CHAC Practicum Provides PhD Student Opportunity to Serve Latinx Community

February 6, 2023
Levi Bedregal
Levi Bedregal is a third-year PhD in Clinical Psychology student. She is also a practicum student with long-time PAU partner, the Community Health Awareness Council (CHAC).
CHAC, a nonprofit agency, is committed to strengthening the lives and communities in northern Santa Clara County “through access to comprehensive and culturally responsive mental health services.” One aspect of CHAC’s work, and that which Bedregal is most involved with, is the integrated care model in four Santa Clara County school districts supporting “the psychological and emotional well-being of students in grades K-12.”
Bedregal has worked with CHAC since September to provide weekly, individual therapy to nearly a dozen children, and group therapy to more. At a school with more than 300 children and only two PAU / CHAC student clinicians, managing the caseloads is like working a puzzle.
“You have to get creative when you have restrictions, like the timeslots,” Bedregal said. “We’ve looked at the kids seeking support and, when it makes sense, asked if a group approach would make sense for their individual needs. We all try to work together to make it make sense, so that everyone gets seen, while still addressing why the child was referred.”
At the end of February, Bedregal will begin offering whole-classroom social-educational learning, which will present a new challenge for her. “I’m a shy person!" she said. "But I try to focus on the reasons I want to do this work. Or why it would be important to do this.”
And there are certainly important reasons to do this work. “There is such a huge need, especially after the pandemic,” Bedregal said. “In all my consultations with the teachers, social worker, vice principal, and principal, it’s my understanding that a lot of the kids who are starting third grade, didn’t really get the first and second grade socialization norms. So when they come back to a third grade classroom after the pandemic, they’re not where they need to be. There’s a lot that needs to be done to help everyone catch up.”

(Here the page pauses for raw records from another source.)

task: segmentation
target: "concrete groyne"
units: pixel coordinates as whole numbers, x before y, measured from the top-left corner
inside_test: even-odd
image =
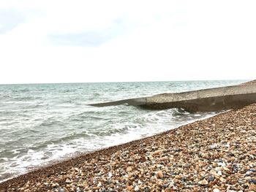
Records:
[[[253,103],[256,103],[255,83],[163,93],[91,105],[106,107],[128,104],[150,110],[183,108],[189,112],[206,112],[238,109]]]

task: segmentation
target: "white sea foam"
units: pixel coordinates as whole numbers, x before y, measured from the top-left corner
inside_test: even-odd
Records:
[[[86,104],[241,82],[0,85],[0,182],[64,158],[215,114],[149,111],[126,105],[98,108]]]

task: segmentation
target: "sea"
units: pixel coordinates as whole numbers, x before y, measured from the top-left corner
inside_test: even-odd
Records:
[[[0,85],[0,183],[42,166],[161,133],[219,112],[89,105],[246,80]]]

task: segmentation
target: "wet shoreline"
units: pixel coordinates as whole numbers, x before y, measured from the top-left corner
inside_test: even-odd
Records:
[[[253,191],[255,142],[256,104],[252,104],[40,168],[1,183],[0,190]]]

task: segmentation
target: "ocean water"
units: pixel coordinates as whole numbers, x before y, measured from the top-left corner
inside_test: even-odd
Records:
[[[0,183],[39,166],[151,136],[217,113],[89,104],[243,82],[0,85]]]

Bedregal has firsthand, personal experience with this effort to “catch up.” Her family immigrated to the U.S. from Peru when she was five years old. She was initially tested as “severely below average” on academic tests when she started school, but she was also navigating the U.S. school system with very limited English language skills.
From the 1st through 5th grade, Bedregal received one-on-one language instruction for 30 minutes every school day. Her family recognized that more was needed and help was at their doorstep. 
“My mom was super creative,” she said. “She saw that there were people from the church who would always knock on the door, offering to do Bible readings. So she took them up on that, in English. An additional two-hours of Bible reading, every day, really helped me zone in on that ability.” By the 5th grade, Bedregal was testing well above average on academic assessments.
Her personal history helps her better understand some of the children she’s working with now and allows her to show empathy. But she recognizes that not everyone charts the same path. 
“I really do think psycho-educational training at an elementary level would be such a game changer in the prevention of depression and anxiety. Hopefully, if these kids gain a lot of skills from 1st grade to 5th grade, they’ll be less likely to have depression and anxiety when they’re adults,” said Bedregal.
CHAC’s curriculum builds awareness of feelings, offers breathing and meditation practices, and is attempting to increase the time between action and reaction.
“Disproportionately, it seems like little boys are more likely to be observed as impulsive or have externalizing behaviors that get them referred to counseling,” said Bedregal. “And it’s hard: when you’re little, your executive functioning is not fully developed. Your ability to have inhibition or impulse control is still a developing skill.”
Bedregal will step into the classroom later this month, and continue her practicum through the academic year. Ultimately, she wants to be a neuropsychologist, and she is studying in the Neuropsychology emphasis within the PhD program.
While her work at CHAC is not directly related to her neuropsychology career goals, one of her goals is to contribute to the Latinx community. 
“I think I need to be here [at CHAC],” she said. “With my life history, with my experiences, I’m really glad I can be here. Because it’s really hard to be in a doctoral program. The amount of privilege to do that is kind of insane. I’m finally doing what I always said I would do, which is help the Latinx community and address some of the unmet mental health needs. I always said I would be a part of that, and now I’m actually part of it.”